The letter was sent to leaders in Chad, Egypt, Ethiopia, Kenya, Libya, Nigeria, Rwanda, South Africa, Uganda and the African Union with the referendum on southern independence just three weeks away.

The Obama administration made Sudan a foreign policy priority and has pressured Khartoum on key issues, including the ongoing crisis in Darfur and the talk of secession of the south from the north.

As the date for the referendum approaches, southerners are expected to vote massively for independence from the north. President Obama on Sunday stressed U.S. commitment to a peaceful vote.

“Over the past four months, the administration has redoubled our efforts to support referendum preparations and peace negotiations between the two parties. We believe that an on-time referendum is the best means of preventing the resumption of a full-scale war between northern and southern Sudan,” White House National Security Council spokesman Mike Hammer told reporters.

In adherence to President Obama’s letter, Egypt’s Hosni Mubarak and Libya’s Mummar Ghaddafi are scheduled to visit northern Sudan on Tuesday for talks with Sudanese President Omar Al-Bashir.

Obama is trying to stimulate neighboring African nations to pressure Khartoum to make sure the vote takes place on time and the outcome is respected.

“President Obama has made it clear that Sudan is one of the administration’s top priorities; we have a vision of hope, peace and prosperity for the people of Sudan. We believe an on-time referendum is the best means to prevent a resumption of full scale war between north and south Sudan,” Hammer told reporters.

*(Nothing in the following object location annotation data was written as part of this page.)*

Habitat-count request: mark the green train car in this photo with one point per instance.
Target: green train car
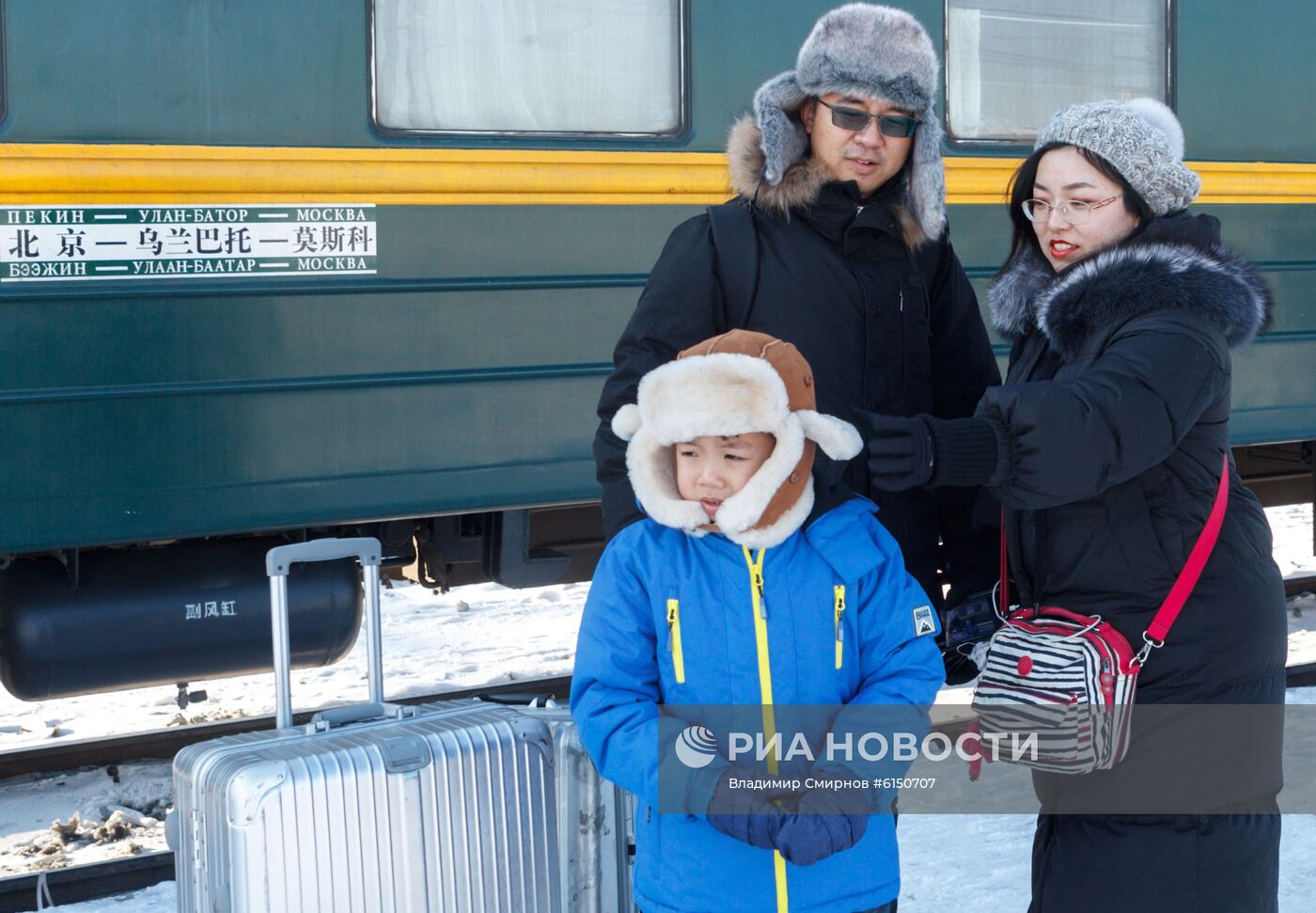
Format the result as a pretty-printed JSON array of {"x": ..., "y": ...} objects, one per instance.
[{"x": 285, "y": 269}]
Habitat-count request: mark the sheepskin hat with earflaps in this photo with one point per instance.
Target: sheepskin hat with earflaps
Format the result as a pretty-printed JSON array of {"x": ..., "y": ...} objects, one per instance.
[
  {"x": 736, "y": 383},
  {"x": 869, "y": 50}
]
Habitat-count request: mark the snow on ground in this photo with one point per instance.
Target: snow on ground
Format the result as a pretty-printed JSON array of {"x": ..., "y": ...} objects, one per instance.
[
  {"x": 486, "y": 635},
  {"x": 102, "y": 814}
]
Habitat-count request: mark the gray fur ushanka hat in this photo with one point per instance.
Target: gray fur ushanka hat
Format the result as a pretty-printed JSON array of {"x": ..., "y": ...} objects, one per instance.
[
  {"x": 868, "y": 50},
  {"x": 1141, "y": 138}
]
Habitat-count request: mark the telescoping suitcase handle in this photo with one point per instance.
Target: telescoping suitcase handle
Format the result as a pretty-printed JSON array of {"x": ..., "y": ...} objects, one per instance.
[{"x": 278, "y": 560}]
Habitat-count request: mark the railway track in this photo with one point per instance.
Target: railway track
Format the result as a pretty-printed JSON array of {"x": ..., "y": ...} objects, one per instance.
[
  {"x": 102, "y": 879},
  {"x": 87, "y": 882}
]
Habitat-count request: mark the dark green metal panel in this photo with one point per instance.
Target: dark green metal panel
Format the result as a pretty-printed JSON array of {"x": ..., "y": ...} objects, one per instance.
[
  {"x": 1246, "y": 81},
  {"x": 454, "y": 381},
  {"x": 463, "y": 376}
]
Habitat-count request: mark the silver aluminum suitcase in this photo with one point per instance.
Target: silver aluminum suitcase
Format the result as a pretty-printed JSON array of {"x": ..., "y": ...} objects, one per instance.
[
  {"x": 596, "y": 833},
  {"x": 370, "y": 807}
]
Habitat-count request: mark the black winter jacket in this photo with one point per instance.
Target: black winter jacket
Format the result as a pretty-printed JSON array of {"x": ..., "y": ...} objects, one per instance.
[
  {"x": 885, "y": 319},
  {"x": 1114, "y": 421},
  {"x": 1115, "y": 417}
]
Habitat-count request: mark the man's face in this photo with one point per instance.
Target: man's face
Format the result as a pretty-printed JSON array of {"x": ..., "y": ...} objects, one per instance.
[
  {"x": 713, "y": 468},
  {"x": 866, "y": 157}
]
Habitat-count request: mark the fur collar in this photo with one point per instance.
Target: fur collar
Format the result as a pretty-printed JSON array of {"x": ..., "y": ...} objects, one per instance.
[
  {"x": 799, "y": 185},
  {"x": 1119, "y": 283}
]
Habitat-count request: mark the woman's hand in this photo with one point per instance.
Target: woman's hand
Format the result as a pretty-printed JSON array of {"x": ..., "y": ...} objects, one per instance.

The January 9 vote for independence is a part of the 2005 Comprehensive Peace Agreement (CPA) between the mainly Muslim north and predominantly Christian south that put an end to more than two decades of civil war.

“We have, and will continue to, put an enormous amount of effort toward ensuring that the referendum goes off on time, peacefully, and that the results are respected,” Hammer added.

The result of the referendum could bring an end to one of Africa’s most bitter conflicts, or reignite it.